Cheng-Kai Lu, Tong Boon Tang, Augustinus Laude, Baljean Dhillon, Alan F. Murray

Author Affiliations +

Journal of Biomedical Optics, Vol. 17, Issue 10, 106010 (October 2012). https://doi.org/10.1117/1.JBO.17.10.106010

Abstract

We describe a computer-aided measuring tool, named parapapillary atrophy and optic disc region assessment (PANDORA), for automated detection and quantification of both the parapapillary atrophy (PPA) and the optic disc (OD) regions in two-dimensional color retinal fundus images. The OD region is segmented using a combination of edge detection and ellipse fitting methods. The PPA region is identified by the presence of bright pixels in the temporal zone of the OD, and it is segmented using a sequence of techniques, including a modified Chan-Vese approach, thresholding, scanning filter, and multiseed region growing. PANDORA has been tested with 133 color retinal images (82 with PPA; 51 without PPA) drawn randomly from the Lothian Birth Cohort (LBC) database, together with a "ground truth" estimate from an ophthalmologist. The PPA detection rate is 89.47% with a sensitivity of 0.83 and a specificity of 1. The mean accuracy in defining the OD region is 81.31% (SD=10.45 ) when PPA is present and 95.32% (SD=4.36 ) when PPA is absent. The mean accuracy in defining the PPA region is 73.57% (SD=11.62 ). PANDORA demonstrates for the first time how to quantify the OD and PPA regions using two-dimensional fundus images, enabling ophthalmologists to study ocular diseases related to PPA using a standard fundus camera.

1. Introduction

Two-dimensional (2-D) color retinal fundus images not only provide information about different eye conditions and ophthalmic diseases (e.g., myopia, macular degeneration and glaucoma), but they could also show signs of systemic diseases such as diabetes.¹^–⁴ The optic disc (OD) is one of the fundamental features of interest. The OD is located anatomically at the distal end of optic nerve (Fig. 1) and appears as a bright yellowish-white ellipse partially overshadowed by retinal blood vessels in the fundus image. Segmenting the OD is not a trivial task, owing to light artefacts, blood vessels, and often ill-defined boundaries, particularly in the presence of parapapillary atrophy (PPA).

Fig. 1

The sagittal section of the eyeball. The optic disc is situated anatomically at the distal end of the optic nerve.

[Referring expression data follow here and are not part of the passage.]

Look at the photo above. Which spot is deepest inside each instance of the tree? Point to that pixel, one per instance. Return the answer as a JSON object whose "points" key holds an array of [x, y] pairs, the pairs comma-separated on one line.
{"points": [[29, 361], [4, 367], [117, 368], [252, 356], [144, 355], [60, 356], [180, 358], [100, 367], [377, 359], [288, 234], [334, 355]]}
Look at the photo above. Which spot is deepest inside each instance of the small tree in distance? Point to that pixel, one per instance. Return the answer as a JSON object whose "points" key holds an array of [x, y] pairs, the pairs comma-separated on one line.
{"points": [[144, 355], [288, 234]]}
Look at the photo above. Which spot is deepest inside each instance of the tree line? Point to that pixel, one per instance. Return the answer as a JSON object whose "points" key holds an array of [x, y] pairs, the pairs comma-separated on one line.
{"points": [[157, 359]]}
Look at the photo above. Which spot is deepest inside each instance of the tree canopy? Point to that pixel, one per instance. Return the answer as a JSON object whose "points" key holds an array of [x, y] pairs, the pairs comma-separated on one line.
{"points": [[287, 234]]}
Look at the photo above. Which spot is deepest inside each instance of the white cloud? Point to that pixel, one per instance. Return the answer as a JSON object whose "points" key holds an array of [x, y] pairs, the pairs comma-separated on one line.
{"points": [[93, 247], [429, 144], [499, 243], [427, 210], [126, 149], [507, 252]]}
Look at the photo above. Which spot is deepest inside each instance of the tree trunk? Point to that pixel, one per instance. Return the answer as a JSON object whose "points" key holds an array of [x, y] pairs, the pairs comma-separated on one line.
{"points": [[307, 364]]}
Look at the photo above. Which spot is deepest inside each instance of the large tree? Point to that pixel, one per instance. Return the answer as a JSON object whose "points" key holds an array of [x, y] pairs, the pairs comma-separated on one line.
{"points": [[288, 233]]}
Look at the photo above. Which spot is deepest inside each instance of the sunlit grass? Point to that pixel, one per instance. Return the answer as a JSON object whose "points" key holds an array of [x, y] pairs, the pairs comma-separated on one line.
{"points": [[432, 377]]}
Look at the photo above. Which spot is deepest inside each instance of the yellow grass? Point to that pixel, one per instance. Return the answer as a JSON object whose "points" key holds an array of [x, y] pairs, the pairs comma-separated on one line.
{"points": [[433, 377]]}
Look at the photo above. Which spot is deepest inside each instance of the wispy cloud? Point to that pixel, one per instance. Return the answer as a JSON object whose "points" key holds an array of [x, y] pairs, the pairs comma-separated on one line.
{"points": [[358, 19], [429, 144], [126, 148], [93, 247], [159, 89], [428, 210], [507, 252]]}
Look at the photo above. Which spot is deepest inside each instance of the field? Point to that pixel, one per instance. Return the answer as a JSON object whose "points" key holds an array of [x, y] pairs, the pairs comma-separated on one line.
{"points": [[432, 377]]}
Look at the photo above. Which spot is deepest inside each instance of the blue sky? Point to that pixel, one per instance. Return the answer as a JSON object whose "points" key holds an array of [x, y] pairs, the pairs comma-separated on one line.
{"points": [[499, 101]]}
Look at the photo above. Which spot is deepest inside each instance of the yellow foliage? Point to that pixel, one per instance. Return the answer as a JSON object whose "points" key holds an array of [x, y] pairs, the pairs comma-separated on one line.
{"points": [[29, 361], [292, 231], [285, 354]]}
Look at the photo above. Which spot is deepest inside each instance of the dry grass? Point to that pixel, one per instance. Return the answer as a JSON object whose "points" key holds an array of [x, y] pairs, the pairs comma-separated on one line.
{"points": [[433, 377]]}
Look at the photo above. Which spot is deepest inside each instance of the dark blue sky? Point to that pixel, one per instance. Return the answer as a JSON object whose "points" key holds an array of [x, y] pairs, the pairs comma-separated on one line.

Clinically, PPA can be categorized into alpha- and beta-zone PPA.⁵ The $α$ -zone often refers to the outer zone of PPA covering irregular hyper- and hypo-pigmented areas in the retinal pigment epithelium (RPE), either on their own or in the surrounding $β$ -zone; the $β$ -zone is usually the zone of complete RPE atrophy, next to the OD. However, such division will not be made in this work. The detection and quantification of PPA will be based on the outermost boundaries of single or both zones of PPA. The reason PPA develops has remained unclear, but PPA has been linked to degenerative myopia⁶ and glaucoma,⁷ both of which can lead to sight loss. Early detection and monitoring of PPA could therefore offer a way to monitor degeneration in retinal nerve fibre layer (RNFL) and degenerative myopia. PPA appears as an irregular shape (e.g., scleral crescents, temporal choroidal, or a ring around the periphery of the OD) and is of similar brightness to the OD, although $β$ -zone PPA may appear slightly brighter than the OD region while the $α$ -zone appears darker. Figure 2 shows an example.

Fig. 2

(a) The original color retinal fundus image. Annotations describe the four different zones of the optic disc. (b) The optic disc boundary and the parapapillary atrophy (PPA) region.

The literature surrounding OD detection and segmentation is rich, as the OD is an important parameter in glaucoma diagnosis⁸^,⁹ and a common landmark when locating regions of interest such as the macula.¹⁰^,¹¹ The detection and segmentation of the OD region has been performed using 2-D fundus images directly¹²^–¹⁴ and through three-dimensional (3-D) planimetric images generated from multimodal imaging systems.¹⁵^,¹⁶ The detection methods have searched for either a large cluster of bright pixels¹⁷ or a region with the highest variation in grey level intensity.¹⁸ However, such methods are susceptible to retinal lesions (e.g., exudates), which can also appear bright in fundus images and artefacts (e.g., intensity gradient across the image).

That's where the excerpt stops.